Next time someone's ripping on you for playing video games, either because they think you're too old or they consider it a waste of time, just tell them it's offsite job training.
Forbes published an article this week on how playing video games in moderation can help improve your overall job skills. According to John Hagel III, co-chairman of a tech-oriented strategy center for Deloitte, it's the gamers who put their best foot forward when they come to work everyday. "We're finding that the younger people coming into the teams who have had experience playing online games are the highest-level performers because they are constantly motivated to seek out the next challenge and grab on to performance metrics."

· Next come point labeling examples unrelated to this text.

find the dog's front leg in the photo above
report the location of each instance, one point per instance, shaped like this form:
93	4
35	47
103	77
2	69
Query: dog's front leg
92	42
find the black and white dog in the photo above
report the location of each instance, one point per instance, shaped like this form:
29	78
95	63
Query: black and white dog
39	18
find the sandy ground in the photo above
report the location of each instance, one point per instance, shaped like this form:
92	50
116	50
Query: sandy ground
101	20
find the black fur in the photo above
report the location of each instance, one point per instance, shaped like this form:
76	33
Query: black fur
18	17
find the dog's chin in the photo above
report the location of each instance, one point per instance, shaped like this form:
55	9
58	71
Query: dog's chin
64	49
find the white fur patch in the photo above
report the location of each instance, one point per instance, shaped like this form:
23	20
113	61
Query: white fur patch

Motivation (for something other than high scores and achievements) is just one of the important job skills video games can help foster. In more in-depth games, such as role-playing games, gamers can observe effective persuasion and compromising techniques, or can put them into practice through games that have multiplayer capabilities. Players also learn how to react to change, make decisions and perhaps improvise when new scenarios and challenges arise. Sometimes, there can be a lot of trial and error involved in a game (real-time strategies, for example), but in the midst of it all, players can learn what works and what doesn't, and gain some insight from their mistakes. Unless you play video games for a living, gaming and work are totally different activities. But surprisingly, there's a lot of crossover in terms of the everyday real-life skills you use when playing the game.
So, who's brave enough to add their gaming accomplishments to their resume?